Ketika pagi mulai menjelang, seperti menjadi mimpi buruk bagi siapa saja. Setelah mendengar pentungan pos kamling diketuk, semua warga berbondong-bondong untuk melihat siapa yang menjadi korban pada pagi ini. Tidak terasa Riri sudah seminggu berada didimensi ini merasakan kecemasan yang sama seperti warga desa. Ia juga ikut berlari menuju pos kamling, disana sudah ada datuk Meringgi tetua adat dan beberapa warga Dusun Tengah. Datuk Meringgi menberitahu bahwa mayat yang ditemukan pagi ini bukan berasal dari Dusun Tengah, melainkan dari Dusun sebelah. Semua menarik napas lega.

“Datuk, apa yang harus kita lakukan sekarang ? sudah seminggu ini kita selalu diresahkan oleh penemuan mayat perempuan muda. Sampai sekarang sudah ada 7 korban dalam seminggu. Kami khawatir jika nanti keluarga kami juga ikut menjadi korban jika tidak ada tindaklanjut terhadap kasus ini,” Protes seorang warga yang ikut khawatir terhadap kondisi yang terjadi.

“Betul datuk,” teriak warga lainnya dengan serentak.
Datuk Meringgi hanya terdiam, tidak tau apa yang harus ia lakukan. dia juga merasakan kekhawatiran yang sama seperti para warga karena dia juga memiliki seorang anak gadis, Nisya namanya. Gadis yang masih berumur 22 tahun dan termasuk kedalam target pembunuh brutal yang entah siapa orangnya.

“Harap tenang dulu, untuk sementara waktu jangan biarkan anak gadis bapak ibu keluar saat matahari terbenam. Mengingat waktu penemuan mayat pagi hari, ada kemungkinan pembunuhan terjadi pada malam hari,” Semua warga mendengarkan saran dari datuk dangan perasaan yang gelisah.

***

Matahari mulai meredup menutup sinarnya, perlahan turun kearah barat. Pertanda hari akan segera malam. Semua warga bergegas menyelesaikan aktifitasnya, berlari berhamburan menutup pintu rumah. Riri terduduk dibawah sebuah pohon, ia melihat suasana di Desa yang diselimuti rasa takut.

Malam yang biasanya menjadi momen hangat keluarga untuk berbincang, ngopi hangat dan bersenda gurau berubah menjadi situasi yang paling dihindari, mencengkam dan mengerikan. Sunyi, sepi.

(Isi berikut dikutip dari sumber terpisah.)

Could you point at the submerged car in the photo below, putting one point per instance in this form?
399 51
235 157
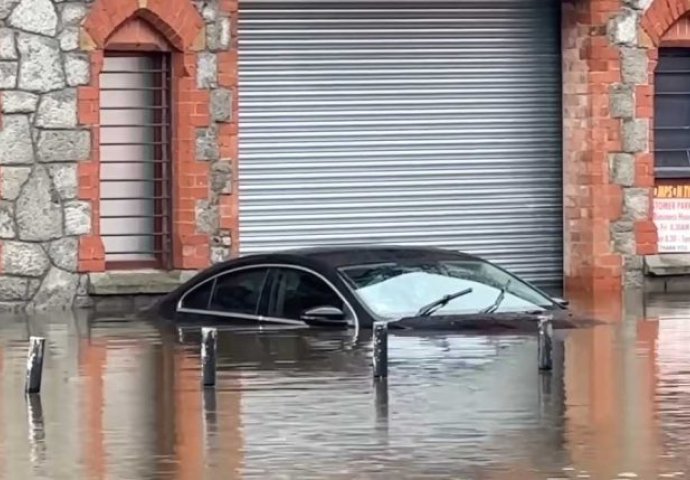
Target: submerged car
353 287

Seperti tiada kehidupan di Desa ini pada malam hari, semua warga masuk kedalam rumah, tidak ada suara dan tidak ada cahaya yang terpancar dari celah-celah rumah. Desa mati, itulah kata yang cocok untuk menggambarkan situasinya.

Riri yang terjebak di dalam ruang dan waktu yang berbeda dari dunianya tidak bisa berbuat apa-apa. Tidak tau bagaimana cara pulang, ia hidup tanpa rasa. Tidak merasakan lapar, lelah dan kantuk seperti manusia pada umumnya. Selama seminggu berada disana, ia hanya berkelana disekitaran desa bagaikan menonton pertunjukkan layar lebar tiga Dimensi yang terpampang depan mata.

Kreeek!

Suara dahan terinjak oleh seseorang, Riri menoleh kesumber suara. Bermodal cahaya bulan yang remang-remang, terlihat olehnya seorang perempuan memakai kain jarik, berbaju longgar lengan panjang dengan tengkuluk dikepalanya. Pakaian khas warga setempat. Ia berjalan mengendap-endap dalam kegelapan dan mengundang kecurigaan dihati Riri. Ia mendekat kearah orang tersebut untuk melihat wajahnya.

“Sepertinya aku pernah melihat orang ini, tapi dimana ?” Riri bergumam setelah dapat melihat wajah perempuan tersebut.

Tidak membutuhkan waktu lama, ia mengingat bahwa perempuan ini adalah Ana. Kembaran Ani yang sepekan lalu dilihatnya disungai bersama Nisya, Diana dan Elly. Tapi apa yang dilakukannya malam-malam begini, bukankah datuk sudah melarangnya keluar pada saat matahari terbenam ? Riri semakin penasaran dibuatnya dan mengikuti kemana arah Ana pergi.